OpenAI's Data Agent: Built by 2, Serves Thousands
OpenAI has built a company-wide AI data agent used by thousands of employees with a team of just two engineers. The company claims the key was platform thinking and focusing on outcome-driven design, suggesting the high-leverage approach is replicable.
The internal agent, known as Kepler, was created to navigate OpenAI's complex data environment of over 600 petabytes spread across 70,000 datasets. Before the agent, employees spent hours simply trying to locate the correct data table for an analysis. Powered by OpenAI's own GPT-5.2 and Codex models, the agent is accessible via Slack, a web interface, and directly in IDEs. It handles the complete analytics workflow, from discovering data and writing complex SQL to publishing notebooks and reports, reducing tasks that took days down to minutes. The agent's reliability stems from a six-layer context architecture: it combines schema metadata, human expert annotations, code definitions, institutional knowledge from documents, a memory system for corrections, and live runtime data. This structured approach grounds the AI in the company's specific operational reality. A key efficiency framework in its creation was using AI to build AI; over 70% of the agent's own code was generated by AI models. This methodology allowed the two-person team to deliver a production-grade system in approximately three months.

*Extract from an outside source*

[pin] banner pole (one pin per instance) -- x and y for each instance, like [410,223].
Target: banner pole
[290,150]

For security and governance, the tool operates on a strict "pass-through" permission model. The agent inherits and enforces the existing data access rights of each individual user, meaning employees can only query data they already have permission to see. This data agent is one piece of a broader internal strategy called "Building OpenAI with OpenAI." The company also deploys other bespoke tools, such as a "GTM Assistant" for sales and "DocuGPT" for contract processing, to embed its own AI into core business functions.